This detection considers multiple aspects of the HTTP connections between the pair such as beaconing activity, payload, and header characteristics.

C2 frameworks might differ in implementation but can share similar characteristics such as connection duration and frequency, URI pattern, and payload consistency.

  • Detections are based on information from the HTTP log.

  • Default severity: 9

  • Enabled and set to alert by default.

HTTP C2 Infrastructure Using Multiple Domains

Adversaries use redundancies to increase the robustness of their infrastructure and decoy domains to hide C2 servers and evade blacklist-based detections. Repeated HTTP paths or URIs across several rare domains or dotted quad hosts are strong malware indicators.

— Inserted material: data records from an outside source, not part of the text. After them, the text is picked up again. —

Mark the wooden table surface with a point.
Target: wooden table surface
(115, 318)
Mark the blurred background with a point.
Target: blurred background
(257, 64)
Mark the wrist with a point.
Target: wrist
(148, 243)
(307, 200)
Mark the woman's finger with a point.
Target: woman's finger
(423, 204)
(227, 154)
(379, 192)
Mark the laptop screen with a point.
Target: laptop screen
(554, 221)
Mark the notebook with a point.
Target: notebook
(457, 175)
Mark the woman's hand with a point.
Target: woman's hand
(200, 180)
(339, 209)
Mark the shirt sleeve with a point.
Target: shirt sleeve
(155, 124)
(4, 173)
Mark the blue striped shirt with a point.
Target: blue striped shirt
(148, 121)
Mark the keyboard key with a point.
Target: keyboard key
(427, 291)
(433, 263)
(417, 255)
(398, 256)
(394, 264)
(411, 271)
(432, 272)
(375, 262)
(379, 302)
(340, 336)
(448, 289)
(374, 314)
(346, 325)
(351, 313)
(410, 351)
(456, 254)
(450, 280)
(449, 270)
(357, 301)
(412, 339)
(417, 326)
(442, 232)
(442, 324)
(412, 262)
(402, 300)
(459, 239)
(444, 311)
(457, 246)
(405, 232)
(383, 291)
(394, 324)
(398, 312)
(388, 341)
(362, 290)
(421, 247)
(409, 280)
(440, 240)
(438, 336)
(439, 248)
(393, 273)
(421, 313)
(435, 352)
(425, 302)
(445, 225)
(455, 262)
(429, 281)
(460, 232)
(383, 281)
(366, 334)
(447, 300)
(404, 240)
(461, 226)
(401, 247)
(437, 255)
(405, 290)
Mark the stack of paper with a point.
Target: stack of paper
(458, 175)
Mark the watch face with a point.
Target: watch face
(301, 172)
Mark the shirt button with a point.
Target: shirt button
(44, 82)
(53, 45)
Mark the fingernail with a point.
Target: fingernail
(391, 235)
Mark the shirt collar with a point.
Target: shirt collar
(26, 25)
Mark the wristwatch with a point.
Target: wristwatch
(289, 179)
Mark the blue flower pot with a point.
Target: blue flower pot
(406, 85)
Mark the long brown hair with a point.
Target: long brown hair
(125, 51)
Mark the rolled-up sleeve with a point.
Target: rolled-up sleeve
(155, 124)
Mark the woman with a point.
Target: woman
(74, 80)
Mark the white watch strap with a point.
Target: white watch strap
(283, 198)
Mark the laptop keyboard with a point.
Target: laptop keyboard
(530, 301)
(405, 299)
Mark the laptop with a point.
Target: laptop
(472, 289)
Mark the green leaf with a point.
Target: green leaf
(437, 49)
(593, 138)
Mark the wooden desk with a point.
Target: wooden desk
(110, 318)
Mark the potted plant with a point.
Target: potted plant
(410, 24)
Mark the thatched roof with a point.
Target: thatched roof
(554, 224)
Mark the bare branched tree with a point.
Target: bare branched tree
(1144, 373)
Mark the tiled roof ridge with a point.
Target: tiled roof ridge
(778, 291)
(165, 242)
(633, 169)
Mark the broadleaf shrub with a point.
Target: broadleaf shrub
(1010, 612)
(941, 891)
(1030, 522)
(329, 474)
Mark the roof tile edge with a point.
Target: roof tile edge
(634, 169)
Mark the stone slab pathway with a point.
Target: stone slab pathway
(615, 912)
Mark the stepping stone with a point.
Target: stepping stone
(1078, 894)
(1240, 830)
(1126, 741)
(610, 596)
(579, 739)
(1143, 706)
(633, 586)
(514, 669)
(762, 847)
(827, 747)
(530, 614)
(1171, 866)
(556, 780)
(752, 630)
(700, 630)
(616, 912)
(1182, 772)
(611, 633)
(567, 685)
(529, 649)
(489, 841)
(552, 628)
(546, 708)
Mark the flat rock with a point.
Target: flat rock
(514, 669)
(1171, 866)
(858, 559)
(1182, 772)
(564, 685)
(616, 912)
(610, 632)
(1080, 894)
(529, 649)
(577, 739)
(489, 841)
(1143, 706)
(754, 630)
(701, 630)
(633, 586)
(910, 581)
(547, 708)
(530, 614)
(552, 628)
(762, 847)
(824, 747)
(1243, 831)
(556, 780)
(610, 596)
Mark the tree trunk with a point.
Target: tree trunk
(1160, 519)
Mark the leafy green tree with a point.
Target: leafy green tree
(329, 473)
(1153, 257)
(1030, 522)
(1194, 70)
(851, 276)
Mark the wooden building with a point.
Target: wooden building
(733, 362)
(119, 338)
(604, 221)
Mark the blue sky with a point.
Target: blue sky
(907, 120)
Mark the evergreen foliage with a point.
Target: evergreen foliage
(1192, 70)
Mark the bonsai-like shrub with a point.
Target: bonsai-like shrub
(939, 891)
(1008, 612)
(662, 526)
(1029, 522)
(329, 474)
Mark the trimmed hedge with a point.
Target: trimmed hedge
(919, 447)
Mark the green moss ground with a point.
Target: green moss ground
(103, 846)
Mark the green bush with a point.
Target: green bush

  • Detections are based on information from the HTTP log.

  • Default severity: 8

  • Enabled and set to alert by default.

IDN homograph

The adversary registers a domain containing one or more homoglyphs, making it visually similar to a trusted domain. This is possible because different international alphabets contain letters that look the same and are coded as different Unicode characters, for example the Latin character “a” and the Cyrillic character “a”. Homograph domains are often used by adversaries to trick Internet users into visiting phishing sites.

  • Detections are based on information from the HTTP log.

  • Default severity: 5

  • This model is silent by default and can be tuned per account.

Malicious file download

An adversary might rely on a user opening a malicious file to gain execution. Users may be subjected to social engineering to get them to open a file that will lead to code execution. Adversaries use several types of files that require a user to execute them, including .doc, .pdf, .xls, .rtf, .scr, .exe, .lnk, .pif, and .cpl.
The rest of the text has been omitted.